A career writer, editor and blogger, Allison serves as the Lead Editor and Community Manager for BiggerPockets.com. In the past, she has channeled her passion and curiosity for all things real estate into her jobs by working in real estate law and heading a blog about real estate market trends. Don’t ask about her dog, Ace, unless you want to see approximately 500 photos of his (adorable) face.

13 Comments

  1. Brock Adams

    Good Read. My area of South Carolina seems to be more about job/wage opportunity and although most might agree that owning is better in some cases than renting, there is a growing number of tenants I come across who do not want to be tied down with home ownership or the repairs/maintenance that go with it. There is a big psychological aspect to the first time home buyers of today. Some would prefer to save their money for cars, leisure and travel. Some have cleaned up their credit over the last 3 years and are now trying to get a loans however underwriting loans is a different world and banks call the shots. Also, some of the inventory for starter homes has been sucked up by investors and the other inventory is from sellers who are not moving out or up in size of homes and are parked for the time being. Our local builders are opting to build the more expensive homes at prime locations.

  2. David Oldenburg

    It’s interesting to see that Sacramento rents actually went down slightly over the last year, because the rental market here is very strong with everyone complaining about rising rents! Interesting also is the number of markets that still cash-flow, with house payments the same or less than rent.

    • Deanna Opgenort

      Worth noting that different sectors of the rental market don’t all do the same thing. From what I can tell, at least in San Diego the lower rent areas have gone up even more (maybe 25% in 2 years).
      Some of it is “gentrification” – run-down places bought by investors, fixed (sometimes real improvements, sometimes just window-dressing) then rent raised. Great to live in a nicer place, but rent going from $900 to $1200 for a few new shrubs outside is a disaster for anyone on a fixed budget. $1200/mos is the going rate for a decent 2 bedroom apt in the sketchy, druggie parts of town. $2,500 for an older 2 bedroom house in a nicer part of town. $3500 for a 3-4 bedroom SFR in the nicer parts of town (Expensive areas are $5-7k for a 3-4 bed, but that’ll be a really nice house).

    • I thought the same; my rent increased and there are hardly any amenities here, severe parking issues, single pane windows, etc.

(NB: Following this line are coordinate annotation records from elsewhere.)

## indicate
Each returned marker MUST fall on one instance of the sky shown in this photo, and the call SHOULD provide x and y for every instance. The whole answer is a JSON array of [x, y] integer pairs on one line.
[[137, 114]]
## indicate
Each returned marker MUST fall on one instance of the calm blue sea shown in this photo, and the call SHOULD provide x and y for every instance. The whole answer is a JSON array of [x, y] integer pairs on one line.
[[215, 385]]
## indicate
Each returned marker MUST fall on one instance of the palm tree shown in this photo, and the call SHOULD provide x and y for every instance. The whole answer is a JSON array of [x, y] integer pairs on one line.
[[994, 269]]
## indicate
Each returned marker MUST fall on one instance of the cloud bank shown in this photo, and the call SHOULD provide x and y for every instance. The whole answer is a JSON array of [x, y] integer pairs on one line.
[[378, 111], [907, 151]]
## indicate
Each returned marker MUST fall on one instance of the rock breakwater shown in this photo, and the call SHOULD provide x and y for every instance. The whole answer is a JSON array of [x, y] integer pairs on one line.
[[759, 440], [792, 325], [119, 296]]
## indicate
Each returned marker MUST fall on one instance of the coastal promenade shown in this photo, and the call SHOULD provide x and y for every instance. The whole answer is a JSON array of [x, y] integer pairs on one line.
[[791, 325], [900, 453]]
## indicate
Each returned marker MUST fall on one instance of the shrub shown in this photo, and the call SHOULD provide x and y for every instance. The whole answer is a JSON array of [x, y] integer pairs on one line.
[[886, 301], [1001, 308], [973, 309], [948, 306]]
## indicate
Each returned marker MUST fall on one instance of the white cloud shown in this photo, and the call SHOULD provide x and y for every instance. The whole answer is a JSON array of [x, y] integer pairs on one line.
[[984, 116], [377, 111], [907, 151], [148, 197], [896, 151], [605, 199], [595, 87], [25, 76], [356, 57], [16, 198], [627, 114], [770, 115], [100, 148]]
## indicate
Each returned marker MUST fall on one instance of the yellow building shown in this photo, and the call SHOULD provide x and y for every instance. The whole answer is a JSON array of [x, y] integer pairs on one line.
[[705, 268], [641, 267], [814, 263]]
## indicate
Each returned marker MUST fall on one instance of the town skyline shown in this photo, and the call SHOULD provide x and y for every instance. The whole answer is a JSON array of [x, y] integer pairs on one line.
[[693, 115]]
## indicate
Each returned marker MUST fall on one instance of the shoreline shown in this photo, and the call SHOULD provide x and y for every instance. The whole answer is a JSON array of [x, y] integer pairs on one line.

It’s not a run down area, but the complex could definitely benefit from remodeling/restructuring. People are moving out in droves, to more economically built modern units, with more amenities. If you’re going to pay more, you expect more

  3. Mary B.

    @Brock Adams

    Wait, how could D.C. & NY,NY be both the most affordable rental markets in 2016 as well as be “The markets that are likely to require the highest percentage of income to be spent on rent (more than 60 percent of average wages) in 2016”?? If rent is eating up say 85% or more of your income then that’s not considered ‘most affordable’ in the least. Missing anything?

    Kudos,
    Mary

  4. Mary B.

    Oh, I’m sorry I meant to address the originator, thinking Brock was at the bottom of the blog. I somehow skipped over Allison. @Allison Leung the above question was geared to you, my mistake. If you don’t mind sharing the source of these findings, it would be most appreciated.